# Sky Light



## Greg (Aug 1, 2007)

Oh by the way, I fixed the vent fan in the kitchen also.


----------



## randomkiller (Sep 28, 2007)

And they said it couldn't lift it at that angle.


----------



## gilbequick (Oct 6, 2007)

I've seen this picture before and it always amazes me. That must have been one heck of a load to turn that beast over. That's not your everyday run of the mill crane that drives up and down the highways.


----------



## randomkiller (Sep 28, 2007)

gilbequick said:


> I've seen this picture before and it always amazes me. That must have been one heck of a load to turn that beast over. That's not your everyday run of the mill crane that drives up and down the highways.


 
I agree, it was definetly the weight, the boom isn't on much of an angle. Only pics I have ever seen similar were in an OSHA class and the jib pin had snapped and the whole thing went down as the load bounced into the water.


----------



## HighWirey (Sep 17, 2007)

Greg said:


> Oh by the way, I fixed the vent fan in the kitchen also.

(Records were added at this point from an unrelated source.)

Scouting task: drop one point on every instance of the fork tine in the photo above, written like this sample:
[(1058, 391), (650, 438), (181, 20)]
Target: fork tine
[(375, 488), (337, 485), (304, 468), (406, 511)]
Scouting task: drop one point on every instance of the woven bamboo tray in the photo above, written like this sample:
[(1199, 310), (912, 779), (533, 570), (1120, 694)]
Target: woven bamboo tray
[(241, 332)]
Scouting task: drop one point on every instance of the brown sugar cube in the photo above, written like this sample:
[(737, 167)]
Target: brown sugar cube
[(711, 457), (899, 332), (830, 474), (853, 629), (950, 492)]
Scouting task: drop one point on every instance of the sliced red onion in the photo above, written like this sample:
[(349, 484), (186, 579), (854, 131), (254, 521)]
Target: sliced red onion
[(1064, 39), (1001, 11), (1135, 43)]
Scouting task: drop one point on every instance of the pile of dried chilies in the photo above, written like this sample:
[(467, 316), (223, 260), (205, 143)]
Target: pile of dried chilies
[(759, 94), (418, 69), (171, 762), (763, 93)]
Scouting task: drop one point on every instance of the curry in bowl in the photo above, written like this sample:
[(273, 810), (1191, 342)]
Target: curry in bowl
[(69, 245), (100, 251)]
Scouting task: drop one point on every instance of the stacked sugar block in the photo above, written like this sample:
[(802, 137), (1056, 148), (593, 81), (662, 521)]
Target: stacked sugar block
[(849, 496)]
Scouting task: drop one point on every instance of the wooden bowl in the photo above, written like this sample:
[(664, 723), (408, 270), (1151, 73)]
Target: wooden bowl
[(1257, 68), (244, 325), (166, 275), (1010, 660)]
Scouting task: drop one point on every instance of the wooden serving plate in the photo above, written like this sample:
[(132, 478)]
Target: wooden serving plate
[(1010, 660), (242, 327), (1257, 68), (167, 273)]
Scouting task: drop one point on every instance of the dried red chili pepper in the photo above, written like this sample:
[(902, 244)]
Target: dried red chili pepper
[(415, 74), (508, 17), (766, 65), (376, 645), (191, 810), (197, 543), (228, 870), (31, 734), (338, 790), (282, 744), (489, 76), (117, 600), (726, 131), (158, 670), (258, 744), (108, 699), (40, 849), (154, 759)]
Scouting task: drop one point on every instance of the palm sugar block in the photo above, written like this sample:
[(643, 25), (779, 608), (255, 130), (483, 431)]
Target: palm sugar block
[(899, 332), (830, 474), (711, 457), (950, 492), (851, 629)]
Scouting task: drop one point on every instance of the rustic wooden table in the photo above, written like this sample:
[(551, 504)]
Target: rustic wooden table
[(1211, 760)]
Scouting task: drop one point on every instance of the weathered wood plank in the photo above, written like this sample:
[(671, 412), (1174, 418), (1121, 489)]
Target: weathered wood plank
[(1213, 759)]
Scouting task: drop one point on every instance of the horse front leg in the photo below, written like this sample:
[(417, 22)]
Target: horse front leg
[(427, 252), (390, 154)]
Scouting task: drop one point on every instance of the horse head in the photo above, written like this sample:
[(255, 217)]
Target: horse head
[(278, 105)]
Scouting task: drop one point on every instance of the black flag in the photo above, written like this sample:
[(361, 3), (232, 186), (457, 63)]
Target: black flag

And . . . I'm getting pretty good at Photoshop.

Best Wishes Everyone


----------



## frenchelectrican (Mar 15, 2007)

Not too long ago my customer loaction myself and other contracter been co-own this boom truck and i was not there that day but my other co-owner was lifting rafters they were not much weight that time it was only 200 or so KG and got the boom extended and ready to lift next thing the bolts failed :blink: the boom crane came down. not much damage at first but he called me to infomed the situation all i say alot of  words.

the curpit was bolt fragute [ hidden cracks ] right now kinda debating if can get it fix or get new boom section [ the whole thing cost over 80 K ]due i found few more hidden damged even thru the inspectors did not found it. so kinda instering to see that.

Merci, Marc


----------



## Old lectrician (Dec 27, 2007)

HighWirey said:


> And . . . I'm getting pretty good at Photoshop.
> 
> Best Wishes Everyone


Not all things are done in photoshop.

http://www.youtube.com/watch?v=aZoZSzT0W9s


----------



## randomkiller (Sep 28, 2007)

Old lectrician said:


> Not all things are done in photoshop.
> 
> http://www.youtube.com/watch?v=aZoZSzT0W9s


 
The hole in the roof looked too real for photoshop and the lack of shadowlines made me look closely. I still wonder what the guy was lifting.


----------



## BryanMD (Dec 31, 2007)

frenchelectrican said:


> myself and other contracter been co-own this boom truck... Merci, Marc


What is it with these guys named Marc who seem to own every tool made?


----------